10:55PM  |  Pouilly-Sur-Loire  |  Loire Valley

We spend our day off with a bit of sightseeing, and some catching up on email. A short trip north to the Reims Cathedral is well worth the drive. The massive gothic masterpiece, built in stages over thousands of years and carefully restored (with, of all things, Rockefeller funding) post WWI, is magnificent; as the French say, impressionant. The stained glass not destroyed during the world wars has been replaced by 20th century artists including Marc Chagal, but the old stuff impresses the most.

This morning (Monday) we taste at two Champagne houses working in the Vallée de la Marne, one in downtown Épernay (now 5th generation), and one just outside.

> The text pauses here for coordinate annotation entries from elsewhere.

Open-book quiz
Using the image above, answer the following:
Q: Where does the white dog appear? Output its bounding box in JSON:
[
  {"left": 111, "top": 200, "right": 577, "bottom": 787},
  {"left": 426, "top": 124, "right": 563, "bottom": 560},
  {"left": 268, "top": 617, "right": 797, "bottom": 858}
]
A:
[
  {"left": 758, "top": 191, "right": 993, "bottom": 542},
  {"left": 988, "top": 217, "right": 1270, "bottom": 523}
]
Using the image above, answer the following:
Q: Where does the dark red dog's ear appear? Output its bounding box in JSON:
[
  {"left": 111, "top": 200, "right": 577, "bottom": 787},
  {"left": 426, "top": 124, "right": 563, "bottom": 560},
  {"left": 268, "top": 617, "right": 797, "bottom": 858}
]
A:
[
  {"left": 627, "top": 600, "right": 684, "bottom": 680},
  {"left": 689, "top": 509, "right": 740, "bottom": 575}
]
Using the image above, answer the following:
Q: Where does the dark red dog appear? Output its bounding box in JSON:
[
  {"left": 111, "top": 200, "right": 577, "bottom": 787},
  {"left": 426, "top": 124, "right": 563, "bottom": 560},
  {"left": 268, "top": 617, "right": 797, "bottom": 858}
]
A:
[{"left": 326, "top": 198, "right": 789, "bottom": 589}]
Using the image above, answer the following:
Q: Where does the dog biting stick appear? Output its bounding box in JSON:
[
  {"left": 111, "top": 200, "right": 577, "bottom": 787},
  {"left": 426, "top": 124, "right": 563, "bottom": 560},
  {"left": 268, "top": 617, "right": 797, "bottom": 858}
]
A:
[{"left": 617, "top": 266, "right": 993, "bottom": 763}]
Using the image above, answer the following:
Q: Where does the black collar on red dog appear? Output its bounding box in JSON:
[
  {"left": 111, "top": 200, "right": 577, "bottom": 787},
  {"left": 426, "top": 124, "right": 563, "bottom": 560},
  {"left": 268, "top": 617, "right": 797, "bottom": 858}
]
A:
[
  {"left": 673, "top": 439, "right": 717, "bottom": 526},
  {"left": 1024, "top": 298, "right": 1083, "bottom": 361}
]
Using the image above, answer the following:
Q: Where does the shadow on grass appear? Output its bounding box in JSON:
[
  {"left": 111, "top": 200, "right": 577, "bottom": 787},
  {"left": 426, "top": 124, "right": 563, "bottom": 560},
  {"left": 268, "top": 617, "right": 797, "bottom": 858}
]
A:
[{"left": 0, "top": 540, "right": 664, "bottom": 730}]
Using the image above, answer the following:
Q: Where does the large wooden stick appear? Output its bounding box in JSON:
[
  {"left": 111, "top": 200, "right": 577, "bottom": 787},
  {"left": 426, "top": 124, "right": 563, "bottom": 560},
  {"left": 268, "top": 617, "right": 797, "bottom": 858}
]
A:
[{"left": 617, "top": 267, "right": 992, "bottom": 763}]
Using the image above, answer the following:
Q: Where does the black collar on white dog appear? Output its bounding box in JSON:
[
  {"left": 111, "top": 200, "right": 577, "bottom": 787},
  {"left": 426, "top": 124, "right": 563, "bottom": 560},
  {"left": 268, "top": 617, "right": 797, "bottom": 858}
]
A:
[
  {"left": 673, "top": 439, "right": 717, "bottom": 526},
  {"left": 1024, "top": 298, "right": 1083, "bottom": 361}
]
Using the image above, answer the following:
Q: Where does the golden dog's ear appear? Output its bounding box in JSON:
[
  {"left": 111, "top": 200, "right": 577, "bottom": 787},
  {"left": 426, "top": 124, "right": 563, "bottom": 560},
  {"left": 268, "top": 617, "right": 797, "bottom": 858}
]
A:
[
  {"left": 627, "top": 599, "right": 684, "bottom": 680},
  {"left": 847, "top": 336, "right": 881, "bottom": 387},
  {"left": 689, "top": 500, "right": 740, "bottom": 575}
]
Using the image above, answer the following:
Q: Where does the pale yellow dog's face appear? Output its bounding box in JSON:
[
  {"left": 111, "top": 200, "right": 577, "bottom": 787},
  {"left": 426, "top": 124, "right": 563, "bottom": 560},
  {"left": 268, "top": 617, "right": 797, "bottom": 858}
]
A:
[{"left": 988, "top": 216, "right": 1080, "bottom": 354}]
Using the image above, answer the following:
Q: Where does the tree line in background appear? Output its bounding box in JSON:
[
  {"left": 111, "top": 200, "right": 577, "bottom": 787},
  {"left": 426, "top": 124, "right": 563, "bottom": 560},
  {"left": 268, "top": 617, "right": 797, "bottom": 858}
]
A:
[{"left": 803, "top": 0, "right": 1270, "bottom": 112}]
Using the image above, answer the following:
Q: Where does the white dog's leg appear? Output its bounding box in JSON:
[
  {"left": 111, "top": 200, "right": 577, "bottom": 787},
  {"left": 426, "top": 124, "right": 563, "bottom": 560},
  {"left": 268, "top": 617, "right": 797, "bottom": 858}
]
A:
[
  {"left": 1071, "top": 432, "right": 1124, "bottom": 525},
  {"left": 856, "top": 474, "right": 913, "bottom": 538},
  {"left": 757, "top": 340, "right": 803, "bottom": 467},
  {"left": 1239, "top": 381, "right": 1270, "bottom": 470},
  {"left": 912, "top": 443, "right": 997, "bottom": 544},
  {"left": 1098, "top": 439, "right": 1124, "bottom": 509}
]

Both make fine, pretty wines in quantities to make Burgundy look like drops in a bucket. After lunch, we drive north into the Montagne de Reims region of Champagne, for a third tasting. This producer, more a philosopher-vigneron, opines at length on the types of berries and small hints of other fruit found in his cuvées. His thoughts are fascinating and his palate incredibly precise.

In the late afternoon we drive west from Reims towards Paris, through rolling fields marked with foreign cemeteries. The flags of England and Italy dot the countryside, a reminder of the terrible events that took place a century ago in this now peaceful landscape.

We reach the Loire Valley by dusk, and drive to Sancerre for an excellent meal with foie gras and a dish of beautifully sauced fish and lobster claws. Between courses we browse a 1952 Michelin Guide, which suggests we ask about the 1929 vintage in Burgundy — maybe next visit.